Two-year-old case stems from an option held by Thomas Langmann’s late father Claude Berri to produce the third film by Nothing to Declare director and star Dany Boon.
A French court has ruled that Pathe must share its profits on the box-office hit Nothing to Declare (Rien à declarer) with producer Thomas Langmann and his brother Darius.
The two-year-old case stems from an option held by the Langmann’s father, the late, legendary director and producer Claude Berri, to produce the third film by Nothing to Declare director and star Dany Boon.
Berri, who is best remembered for his productions Jean de Florette and Manon des Sources, produced Boon’s first two films La Maison du Bonheur and Welcome to the Sticks (Bienvenue chez les Ch’tis), a huge hit in France where it took more than €100,000 million at the box office.
Following Berri’s death in 2009, Pathé and Dany Boon went onto produce Nothing to Lose on their own, ignoring Berri’s option and the rights of la Petite Reine, the production house run by Thomas Langmann which merged it with his father’s production house Hirsch following his death.

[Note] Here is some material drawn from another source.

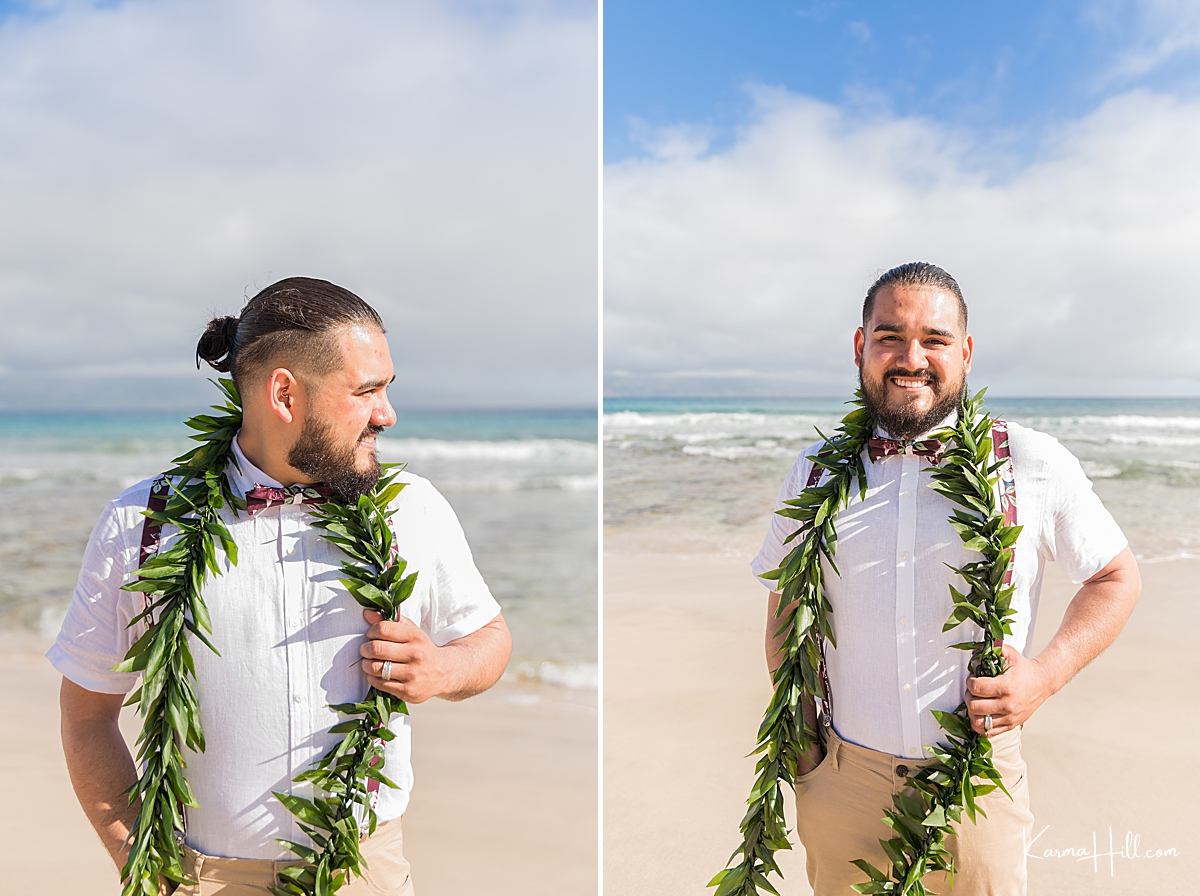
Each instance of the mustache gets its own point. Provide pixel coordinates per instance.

Langmann’s lawyer Florence Watrin told national news agency AFP that the court had “recognized that the legitimate rights of La Petite Reine to the film Nothing to Declare had not been respected in spite of an agreement signed by Claude Berri, Jerome Seydoux and Dany Boon.”
She said the court had ordered Pathé to pay the Langmann’s 30% of its net profits on Nothing to Declare up to a maximum sum of €12 million and that Pathé had a month to reveal its accounts for the film.
A comedy about two rival custom officers from either side of the Franco-Belgian border forced to work together following the abolition of European border controls in the late 1990s, Nothing to Declare is the best performing film at the French box office so far this year.
Released in last February, it has racked up some eight million admissions to date, beating international blockbusters like Harry Potter and the Deathly Hallows: Part 2 and Pirates Of The Caribbean: On Stranger Tides.